### Pipelines

Muito úteis para organização do código e evitar vazamento de dados!

In [4]:
from sklearn.datasets import load_boston, load_breast_cancer
from sklearn.model_selection import train_test_split
from sklearn.preprocessing import StandardScaler
from sklearn.decomposition import PCA,TruncatedSVD
from sklearn.linear_model import LogisticRegression
from sklearn.pipeline import Pipeline, FeatureUnion
from joblib import dump, load

X, y = load_breast_cancer(return_X_y=True, as_frame=True)

In [5]:
X = X.iloc[: , :3]
X.columns = ['mean_perimeter', 'mean_radius', 'mean_texture']
X_train, X_test, y_train, y_test = train_test_split(X, y, random_state = 2021)

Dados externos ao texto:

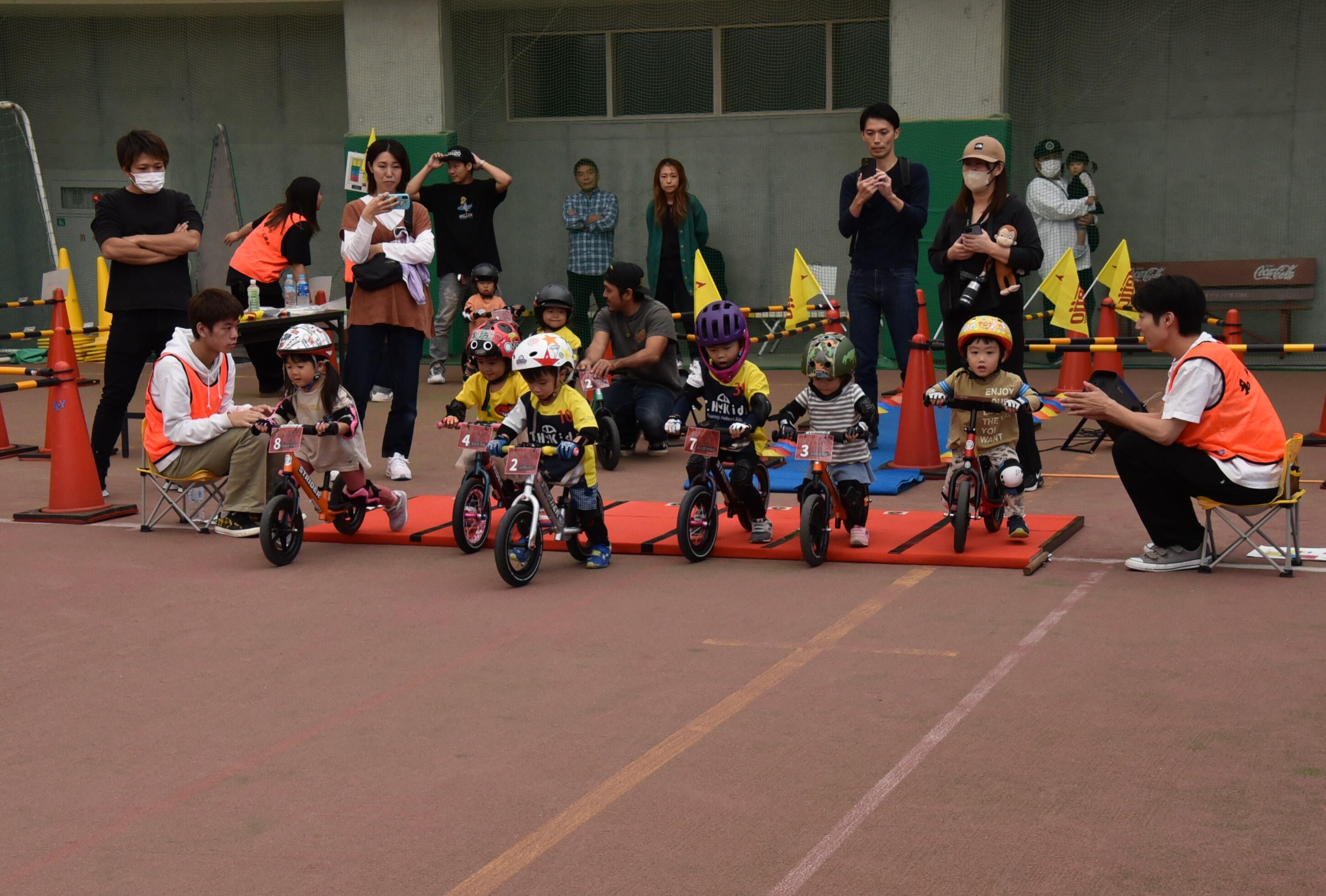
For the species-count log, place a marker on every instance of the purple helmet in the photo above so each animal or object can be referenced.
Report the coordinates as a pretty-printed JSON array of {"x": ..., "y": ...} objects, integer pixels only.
[{"x": 717, "y": 324}]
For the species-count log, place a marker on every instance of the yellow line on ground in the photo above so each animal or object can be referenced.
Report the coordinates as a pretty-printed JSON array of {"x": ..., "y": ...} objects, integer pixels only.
[{"x": 519, "y": 857}]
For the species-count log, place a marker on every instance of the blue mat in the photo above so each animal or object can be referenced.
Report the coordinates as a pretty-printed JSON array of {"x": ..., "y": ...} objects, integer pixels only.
[{"x": 888, "y": 482}]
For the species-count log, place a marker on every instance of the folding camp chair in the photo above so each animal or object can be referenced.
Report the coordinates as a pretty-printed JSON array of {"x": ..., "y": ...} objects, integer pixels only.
[
  {"x": 206, "y": 488},
  {"x": 1255, "y": 516}
]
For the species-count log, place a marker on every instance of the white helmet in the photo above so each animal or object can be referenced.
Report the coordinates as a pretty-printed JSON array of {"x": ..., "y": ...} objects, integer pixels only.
[
  {"x": 306, "y": 340},
  {"x": 544, "y": 350}
]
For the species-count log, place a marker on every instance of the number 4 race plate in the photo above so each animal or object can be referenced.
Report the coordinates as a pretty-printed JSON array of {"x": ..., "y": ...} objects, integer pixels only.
[
  {"x": 702, "y": 440},
  {"x": 815, "y": 446},
  {"x": 475, "y": 435},
  {"x": 286, "y": 439},
  {"x": 521, "y": 462}
]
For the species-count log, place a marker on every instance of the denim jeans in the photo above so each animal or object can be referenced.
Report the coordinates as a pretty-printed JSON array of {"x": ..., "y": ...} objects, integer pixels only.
[
  {"x": 640, "y": 407},
  {"x": 397, "y": 349},
  {"x": 870, "y": 295}
]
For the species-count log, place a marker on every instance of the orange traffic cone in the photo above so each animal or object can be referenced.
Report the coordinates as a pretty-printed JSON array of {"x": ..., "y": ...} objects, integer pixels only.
[
  {"x": 918, "y": 445},
  {"x": 1109, "y": 328},
  {"x": 75, "y": 495}
]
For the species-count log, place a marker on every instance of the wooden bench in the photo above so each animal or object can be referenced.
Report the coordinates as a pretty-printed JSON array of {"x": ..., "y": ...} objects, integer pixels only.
[{"x": 1284, "y": 285}]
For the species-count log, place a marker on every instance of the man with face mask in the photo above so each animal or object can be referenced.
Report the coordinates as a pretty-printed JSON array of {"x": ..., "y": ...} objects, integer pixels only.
[
  {"x": 1056, "y": 215},
  {"x": 146, "y": 234}
]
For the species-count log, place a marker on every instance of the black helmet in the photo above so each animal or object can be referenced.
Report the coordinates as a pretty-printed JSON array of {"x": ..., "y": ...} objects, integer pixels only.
[{"x": 555, "y": 296}]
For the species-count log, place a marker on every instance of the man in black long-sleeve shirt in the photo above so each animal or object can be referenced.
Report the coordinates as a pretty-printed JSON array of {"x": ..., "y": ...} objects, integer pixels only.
[{"x": 882, "y": 215}]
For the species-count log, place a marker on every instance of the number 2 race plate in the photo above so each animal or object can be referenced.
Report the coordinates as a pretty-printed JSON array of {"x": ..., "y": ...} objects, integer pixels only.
[
  {"x": 702, "y": 440},
  {"x": 286, "y": 439},
  {"x": 815, "y": 446},
  {"x": 521, "y": 462},
  {"x": 475, "y": 435}
]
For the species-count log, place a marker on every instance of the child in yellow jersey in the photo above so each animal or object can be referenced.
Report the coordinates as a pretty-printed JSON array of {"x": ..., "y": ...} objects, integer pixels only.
[
  {"x": 494, "y": 390},
  {"x": 736, "y": 402},
  {"x": 557, "y": 415},
  {"x": 553, "y": 308}
]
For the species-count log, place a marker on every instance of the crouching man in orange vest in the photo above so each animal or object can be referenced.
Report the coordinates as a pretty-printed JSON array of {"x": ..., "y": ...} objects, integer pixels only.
[
  {"x": 192, "y": 422},
  {"x": 1218, "y": 436}
]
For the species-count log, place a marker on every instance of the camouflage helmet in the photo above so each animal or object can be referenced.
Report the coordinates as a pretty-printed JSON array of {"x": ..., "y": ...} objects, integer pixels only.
[{"x": 829, "y": 354}]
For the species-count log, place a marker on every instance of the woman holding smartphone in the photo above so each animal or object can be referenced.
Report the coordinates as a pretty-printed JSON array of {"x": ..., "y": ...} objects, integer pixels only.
[
  {"x": 964, "y": 254},
  {"x": 392, "y": 313}
]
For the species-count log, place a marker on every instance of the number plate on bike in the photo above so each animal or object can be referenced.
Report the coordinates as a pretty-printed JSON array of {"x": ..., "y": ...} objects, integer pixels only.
[
  {"x": 702, "y": 440},
  {"x": 286, "y": 439},
  {"x": 475, "y": 435},
  {"x": 815, "y": 446},
  {"x": 521, "y": 462}
]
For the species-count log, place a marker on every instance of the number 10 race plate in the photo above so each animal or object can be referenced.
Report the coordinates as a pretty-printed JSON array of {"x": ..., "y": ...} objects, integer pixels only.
[
  {"x": 815, "y": 446},
  {"x": 286, "y": 439},
  {"x": 702, "y": 440},
  {"x": 521, "y": 462}
]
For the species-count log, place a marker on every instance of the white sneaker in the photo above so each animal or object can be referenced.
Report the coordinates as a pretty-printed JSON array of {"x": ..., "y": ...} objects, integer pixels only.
[
  {"x": 398, "y": 468},
  {"x": 398, "y": 515}
]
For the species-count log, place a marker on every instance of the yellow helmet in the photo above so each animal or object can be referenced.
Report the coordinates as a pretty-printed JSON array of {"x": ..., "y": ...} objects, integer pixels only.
[{"x": 988, "y": 326}]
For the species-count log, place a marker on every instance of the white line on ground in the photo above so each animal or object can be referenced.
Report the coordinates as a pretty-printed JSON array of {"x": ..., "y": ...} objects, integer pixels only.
[{"x": 832, "y": 842}]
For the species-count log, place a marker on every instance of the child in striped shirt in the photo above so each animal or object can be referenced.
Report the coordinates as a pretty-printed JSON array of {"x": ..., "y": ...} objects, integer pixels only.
[{"x": 837, "y": 405}]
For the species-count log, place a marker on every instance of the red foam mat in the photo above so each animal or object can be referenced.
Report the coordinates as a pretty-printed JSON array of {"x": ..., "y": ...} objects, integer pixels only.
[{"x": 909, "y": 537}]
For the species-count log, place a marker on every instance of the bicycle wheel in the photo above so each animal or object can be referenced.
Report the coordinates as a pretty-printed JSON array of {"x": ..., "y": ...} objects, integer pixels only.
[
  {"x": 518, "y": 561},
  {"x": 281, "y": 531},
  {"x": 608, "y": 451},
  {"x": 815, "y": 529},
  {"x": 962, "y": 512},
  {"x": 471, "y": 515},
  {"x": 698, "y": 524}
]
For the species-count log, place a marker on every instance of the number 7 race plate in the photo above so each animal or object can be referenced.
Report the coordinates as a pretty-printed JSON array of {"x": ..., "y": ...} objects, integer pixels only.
[
  {"x": 815, "y": 446},
  {"x": 521, "y": 462},
  {"x": 475, "y": 435},
  {"x": 702, "y": 440},
  {"x": 286, "y": 439}
]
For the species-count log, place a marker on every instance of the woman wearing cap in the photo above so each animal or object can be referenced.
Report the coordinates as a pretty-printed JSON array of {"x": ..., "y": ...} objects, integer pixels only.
[{"x": 964, "y": 254}]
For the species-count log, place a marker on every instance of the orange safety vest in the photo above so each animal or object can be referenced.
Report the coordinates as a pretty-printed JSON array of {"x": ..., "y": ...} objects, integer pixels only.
[
  {"x": 259, "y": 255},
  {"x": 1243, "y": 423},
  {"x": 203, "y": 402}
]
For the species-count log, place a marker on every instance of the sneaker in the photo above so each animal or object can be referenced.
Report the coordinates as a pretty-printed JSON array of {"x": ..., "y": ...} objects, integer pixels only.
[
  {"x": 1167, "y": 560},
  {"x": 238, "y": 525},
  {"x": 762, "y": 531},
  {"x": 398, "y": 468},
  {"x": 600, "y": 556},
  {"x": 398, "y": 515}
]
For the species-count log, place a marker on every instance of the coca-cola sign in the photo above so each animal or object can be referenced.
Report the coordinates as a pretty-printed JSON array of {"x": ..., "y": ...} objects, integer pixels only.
[{"x": 1275, "y": 272}]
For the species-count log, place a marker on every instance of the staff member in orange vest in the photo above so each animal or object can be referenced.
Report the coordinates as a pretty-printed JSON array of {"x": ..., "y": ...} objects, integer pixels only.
[
  {"x": 272, "y": 243},
  {"x": 192, "y": 422},
  {"x": 1218, "y": 436}
]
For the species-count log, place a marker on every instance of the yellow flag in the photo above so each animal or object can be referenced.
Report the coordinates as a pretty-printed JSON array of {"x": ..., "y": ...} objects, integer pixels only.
[
  {"x": 1065, "y": 293},
  {"x": 706, "y": 291},
  {"x": 803, "y": 291},
  {"x": 1117, "y": 276}
]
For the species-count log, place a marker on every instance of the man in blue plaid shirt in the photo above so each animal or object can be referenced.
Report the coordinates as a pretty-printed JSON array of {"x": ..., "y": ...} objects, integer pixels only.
[{"x": 591, "y": 218}]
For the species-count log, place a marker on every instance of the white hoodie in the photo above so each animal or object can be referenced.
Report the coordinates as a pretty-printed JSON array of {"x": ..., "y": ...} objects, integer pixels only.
[{"x": 172, "y": 395}]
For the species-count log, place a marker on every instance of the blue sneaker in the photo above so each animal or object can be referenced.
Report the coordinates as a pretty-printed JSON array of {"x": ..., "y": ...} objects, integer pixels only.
[{"x": 600, "y": 556}]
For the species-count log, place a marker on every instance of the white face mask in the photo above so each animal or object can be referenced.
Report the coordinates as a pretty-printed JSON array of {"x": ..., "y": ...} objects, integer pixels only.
[{"x": 150, "y": 182}]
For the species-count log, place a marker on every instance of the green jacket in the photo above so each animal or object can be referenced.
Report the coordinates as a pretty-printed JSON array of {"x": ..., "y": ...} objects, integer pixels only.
[{"x": 692, "y": 235}]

Unnamed: 0,mean_perimeter,mean_radius,mean_texture
258,15.660,23.20,110.20
132,16.160,21.54,106.20
108,22.270,19.67,152.80
297,11.760,18.14,75.00
274,17.930,24.48,115.20
...,...,...,...
44,13.170,21.81,85.42
128,15.100,16.39,99.58
57,14.710,21.59,95.55
341,9.606,16.84,61.64


In [21]:
union = FeatureUnion([("pca", PCA(n_components=1)),
                      ("svd", TruncatedSVD(n_components=1))])

pipe = Pipeline([
        ('scaler', StandardScaler()),
        ('reduce_dim', union),
        ('classifier', LogisticRegression())
        ])

pipe

Pipeline(steps=[('scaler', StandardScaler()),
                ('reduce_dim',
                 FeatureUnion(transformer_list=[('pca', PCA(n_components=1)),
                                                ('svd',
                                                 TruncatedSVD(n_components=1))])),
                ('classifier', LogisticRegression())])

In [22]:
pipe = pipe.fit(X_train, y_train)
print('Testing score: ', pipe.score(X_test, y_test))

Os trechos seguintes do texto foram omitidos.